Expanded FEZ correlates with increased PTCH1 expression. (A–F) RNAscope in situ hybridization for (A,B) SHH, (C,D) PTCH1 or (E,F) both SHH and PTCH1 in HH20 control^+/+ and ta² brain and craniofacial complex. Asterisks (*) denote ectopic expression of (B) SHH, (D) PTCH1, or (F) both SHH and PTCH1 in the developing ta² brain and craniofacial complex. d: diencephalon, fb: forebrain, hb: hindbrain, mb: midbrain, mn: mandibular arch, or: optic recess, t: telencephalon, tp: tuberculum posterius. Scale bars: (A–F) 500 µm.

Figure 6

ta² embryos present with shortened gastrointestinal (GI) tracts accompanied with ectopic enteric neural crest cell (ENCC) migration. (A,B) Dissected gastrointestinal tracts from HH39 control^+/+ (A, n = 3) and ta² (B, n = 3) embryos. (C–E) Length measurements of HH39 control^+/+ and ta² (C) gastrointestinal tracts, (D) small intestines, and (E) colons. (F–I) Immunostaining for (F,G) P75 and (H,I) VERSICAN in transverse sections of HH34 control^+/+ and ta² hindguts. Dotted black circles in (F,G) indicate the intestinal epithelium. c: colon, ce: cecum, cl: cloaca, e: esophagus, Ep: epithelium, g: gizzard, pv: proventriculus, si: small intestine. Scale bars: (A,B) 6 mm. Error bars represent the mean data ± s.d. Statistical analysis was performed utilizing Student’s t-test (* denotes p < 0.05).

Figure 7

Hypoplastic GI phenotype does not correlate with increased PTCH1 expression. (A–F) RNAscope in situ hybridization for (A,B) SHH, (C,D) PTCH1 or (E,F) both SHH and PTCH1 in the hindgut epithelium of transverse sections of HH29 control^+/+ and ta² hindguts. (G) Puncta quantification for PTCH1 in HH29 control^+/+ and ta² hindguts. e: epithelium, m: mesenchyme. Scale bars: 100 µm (A–F). Error bars represent the mean data ± s.d.
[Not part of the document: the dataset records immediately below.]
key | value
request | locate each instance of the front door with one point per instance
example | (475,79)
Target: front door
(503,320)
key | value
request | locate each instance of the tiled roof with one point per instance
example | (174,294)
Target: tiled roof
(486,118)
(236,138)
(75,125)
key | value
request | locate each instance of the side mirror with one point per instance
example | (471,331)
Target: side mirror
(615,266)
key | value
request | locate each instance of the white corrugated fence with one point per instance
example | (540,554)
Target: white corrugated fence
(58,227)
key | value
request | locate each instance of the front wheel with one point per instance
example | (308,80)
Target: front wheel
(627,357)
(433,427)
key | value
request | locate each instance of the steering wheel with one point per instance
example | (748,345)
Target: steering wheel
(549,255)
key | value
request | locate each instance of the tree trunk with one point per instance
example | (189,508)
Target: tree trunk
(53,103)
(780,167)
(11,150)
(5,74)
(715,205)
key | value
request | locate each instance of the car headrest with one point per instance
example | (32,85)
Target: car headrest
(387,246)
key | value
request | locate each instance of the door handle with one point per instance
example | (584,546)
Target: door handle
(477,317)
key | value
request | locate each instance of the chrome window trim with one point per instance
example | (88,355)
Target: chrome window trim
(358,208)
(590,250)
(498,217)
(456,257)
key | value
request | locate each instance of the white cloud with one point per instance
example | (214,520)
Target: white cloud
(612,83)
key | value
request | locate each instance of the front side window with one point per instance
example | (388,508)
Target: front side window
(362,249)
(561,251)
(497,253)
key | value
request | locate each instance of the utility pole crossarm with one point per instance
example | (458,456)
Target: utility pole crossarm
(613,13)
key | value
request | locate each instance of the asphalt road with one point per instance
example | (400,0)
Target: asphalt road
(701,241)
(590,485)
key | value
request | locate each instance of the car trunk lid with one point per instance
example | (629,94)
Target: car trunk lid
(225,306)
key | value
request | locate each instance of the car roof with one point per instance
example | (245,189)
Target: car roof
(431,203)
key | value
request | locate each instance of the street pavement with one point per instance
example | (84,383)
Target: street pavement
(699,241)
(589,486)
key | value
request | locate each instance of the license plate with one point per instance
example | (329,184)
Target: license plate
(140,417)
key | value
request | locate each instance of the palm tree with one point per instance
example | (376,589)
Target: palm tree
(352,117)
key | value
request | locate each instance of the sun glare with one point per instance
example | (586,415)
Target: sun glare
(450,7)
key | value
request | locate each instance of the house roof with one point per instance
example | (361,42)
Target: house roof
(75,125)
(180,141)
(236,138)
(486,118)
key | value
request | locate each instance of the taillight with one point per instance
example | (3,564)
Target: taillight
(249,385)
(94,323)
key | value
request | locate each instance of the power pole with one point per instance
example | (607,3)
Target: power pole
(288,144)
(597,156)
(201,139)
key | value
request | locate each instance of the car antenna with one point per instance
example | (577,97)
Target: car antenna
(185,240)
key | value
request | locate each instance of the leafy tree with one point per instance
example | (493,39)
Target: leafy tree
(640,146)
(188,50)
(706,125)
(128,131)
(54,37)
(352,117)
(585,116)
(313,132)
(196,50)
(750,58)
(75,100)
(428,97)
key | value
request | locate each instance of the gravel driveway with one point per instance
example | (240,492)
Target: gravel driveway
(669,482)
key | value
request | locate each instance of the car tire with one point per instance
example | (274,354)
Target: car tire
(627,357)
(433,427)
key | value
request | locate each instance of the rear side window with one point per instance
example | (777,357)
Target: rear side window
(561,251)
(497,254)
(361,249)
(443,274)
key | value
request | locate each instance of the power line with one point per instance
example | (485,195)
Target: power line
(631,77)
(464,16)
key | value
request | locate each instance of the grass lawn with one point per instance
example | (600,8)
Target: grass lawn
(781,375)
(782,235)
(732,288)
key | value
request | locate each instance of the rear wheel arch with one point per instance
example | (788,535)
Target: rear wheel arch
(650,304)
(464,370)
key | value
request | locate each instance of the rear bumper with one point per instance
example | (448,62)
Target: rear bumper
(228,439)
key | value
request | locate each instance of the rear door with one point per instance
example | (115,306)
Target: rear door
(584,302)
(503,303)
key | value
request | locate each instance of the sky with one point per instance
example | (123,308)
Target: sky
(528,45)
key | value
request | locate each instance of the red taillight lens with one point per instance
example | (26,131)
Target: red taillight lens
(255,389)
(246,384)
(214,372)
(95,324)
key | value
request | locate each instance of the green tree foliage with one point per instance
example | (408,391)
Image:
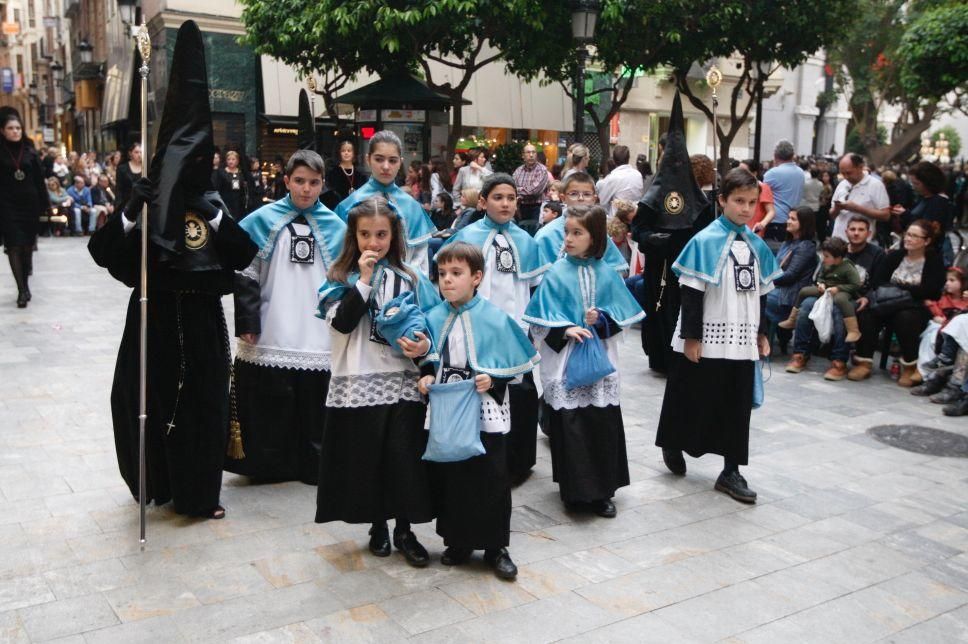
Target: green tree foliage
(347,36)
(910,53)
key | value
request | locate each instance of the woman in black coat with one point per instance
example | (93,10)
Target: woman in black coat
(917,267)
(798,259)
(23,197)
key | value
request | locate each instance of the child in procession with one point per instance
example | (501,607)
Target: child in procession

Statistical analysis was performed utilizing Student’s t-test (* denotes p < 0.05).

Figure 8

Summary of phenotypes, associated Hh activity, and PTCH1 expression across Hh-dependent signaling centers in control and ta² embryos. (A–H) Schematics of (A,B) hindlimb, (C,D) neural tube, (E,F) FEZ, and (G,H) GI tract phenotypes in (A,C,E,G) control^+/+ and (B,D,F,H) ta² embryos. (I–I’’’) Level of Hh activity associated with ta² phenotypic presentations. (J–J’’’) Summary of PTCH1 expression in ta² organs. di: diencephalon, Ep: epithelium, FEZ: frontonasal ectodermal zone, FNP: frontonasal prominence, Mes: intestinal mesenchyme, NCC: neural crest cell, ne: neuroepithelium, pMN: motor neuron progenitors, te: telencephalon.